Через минуту боцман вернулся и молча сел. Я достал бутылку и два стакана. Странно, но даже сейчас страха не было. Разлил двадцатилетний виски, почти всю бутылку – стаканы под самый край. Мы молча выпили. Разлил остатки.
– Капитан, можно с вами поговорить как с товарищем? – спросил боцман.
Ну вот, и старого морского волка пробрало – решил подушевничать. Впрочем, мы и раньше с ним вели умные беседы о смысле мироздания. Сейчас, пожалуй, самое время расставить все точки над «i».
– Что же нам еще остается? Или есть идеи, как нам вернуться домой?
– Идей нет. Зато пришло в голову совсем другое. Прошу прощения, если что…
– Да говорите уже.
– Капитан, с какого возраста вы себя отчетливо помните?
– А что?
– Вот если вы теперь оглянетесь назад – то изменилось ли ваше мироощущение? Я имею в виду не жизненный опыт, не вызубренные прописные истины, не набор заумных слов, а именно ваше мировосприятие и ощущение себя в мире. Есть ли различие с тем, что чувствуете сейчас?
– Нет. Никаких различий…
– Получается, что какими мы приходим в мир, такими же и уходим? Неизменными… В чем же смысл?
– Смысл, я думаю, в оценке ситуации. Пример – как вы сейчас воспринимаете происходящее?
– А разве от восприятия что-нибудь зависит? Взорву я лодку или нет, все равно обратного пути нет. Ну, отсрочим конец на несколько часов, на сколько воздуха хватит…

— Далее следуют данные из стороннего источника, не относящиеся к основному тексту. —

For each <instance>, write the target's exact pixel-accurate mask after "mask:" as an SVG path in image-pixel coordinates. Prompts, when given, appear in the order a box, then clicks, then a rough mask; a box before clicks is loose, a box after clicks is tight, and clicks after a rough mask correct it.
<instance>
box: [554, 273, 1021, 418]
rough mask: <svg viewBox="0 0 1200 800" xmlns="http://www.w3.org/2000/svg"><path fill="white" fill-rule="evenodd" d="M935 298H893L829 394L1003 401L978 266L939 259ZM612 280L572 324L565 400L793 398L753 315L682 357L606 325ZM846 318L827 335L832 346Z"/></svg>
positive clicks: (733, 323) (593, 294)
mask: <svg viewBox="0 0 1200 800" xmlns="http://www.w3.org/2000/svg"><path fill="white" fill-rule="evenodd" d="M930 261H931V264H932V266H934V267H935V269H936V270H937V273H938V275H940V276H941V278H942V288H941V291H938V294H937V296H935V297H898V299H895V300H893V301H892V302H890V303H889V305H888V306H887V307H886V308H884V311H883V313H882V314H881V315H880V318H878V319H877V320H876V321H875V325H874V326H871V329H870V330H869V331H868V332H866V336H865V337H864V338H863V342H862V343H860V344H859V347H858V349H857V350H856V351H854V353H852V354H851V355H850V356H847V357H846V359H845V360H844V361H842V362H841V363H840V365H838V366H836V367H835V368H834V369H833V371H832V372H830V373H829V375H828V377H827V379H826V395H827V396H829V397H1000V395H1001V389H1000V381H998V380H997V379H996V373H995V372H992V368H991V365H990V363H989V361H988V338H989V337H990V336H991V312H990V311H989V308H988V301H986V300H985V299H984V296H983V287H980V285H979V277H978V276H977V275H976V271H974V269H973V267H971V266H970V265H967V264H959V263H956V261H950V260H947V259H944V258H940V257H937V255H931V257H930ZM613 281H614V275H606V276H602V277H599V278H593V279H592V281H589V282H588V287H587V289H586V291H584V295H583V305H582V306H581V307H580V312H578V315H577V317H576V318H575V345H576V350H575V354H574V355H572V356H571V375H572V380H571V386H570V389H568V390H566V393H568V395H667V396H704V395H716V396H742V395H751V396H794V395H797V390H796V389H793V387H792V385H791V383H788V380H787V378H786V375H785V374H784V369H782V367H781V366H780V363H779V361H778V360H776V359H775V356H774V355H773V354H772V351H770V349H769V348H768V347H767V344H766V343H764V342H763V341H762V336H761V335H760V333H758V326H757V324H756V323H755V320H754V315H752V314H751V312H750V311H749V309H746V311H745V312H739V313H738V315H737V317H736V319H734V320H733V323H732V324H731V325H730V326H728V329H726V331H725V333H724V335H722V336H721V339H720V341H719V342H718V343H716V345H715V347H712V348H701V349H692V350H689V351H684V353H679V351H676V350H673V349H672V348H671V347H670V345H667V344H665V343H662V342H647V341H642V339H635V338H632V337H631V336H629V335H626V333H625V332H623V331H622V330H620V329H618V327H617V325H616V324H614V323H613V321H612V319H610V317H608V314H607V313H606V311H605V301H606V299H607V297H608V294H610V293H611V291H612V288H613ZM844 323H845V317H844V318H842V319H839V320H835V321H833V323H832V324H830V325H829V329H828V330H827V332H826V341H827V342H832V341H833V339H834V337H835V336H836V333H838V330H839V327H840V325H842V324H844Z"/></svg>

– Как сказать. Ведь своими действиями на исход мы повлиять не можем, зато можем изменить отношение к происходящему. Итак…
– Страха нет. Да и других эмоций – тоже. Сам себе удивляюсь, до чего спокоен.
– Ни малейшего?
– Ни капли…
– Пойду проверю генераторы, – пробормотал боцман и начал что-то крутить на панели. – Мощность растет.
– Что?! – вскинулся я.
– Уже тридцать процентов, нет… сорок. Похоже, было что-то вроде пузыря в системе подачи топлива… Пятьдесят.
– Включить бур.
– Мы снова двигаемся.
– Вальтер, это была проверка?
– Капитан, ваше восприятие запустило лодку, поверьте. Ваше бесстрашие.
– И ваши наводящие вопросы?
– Я был в отчаянии, как и вы, но я дрожал от ужаса.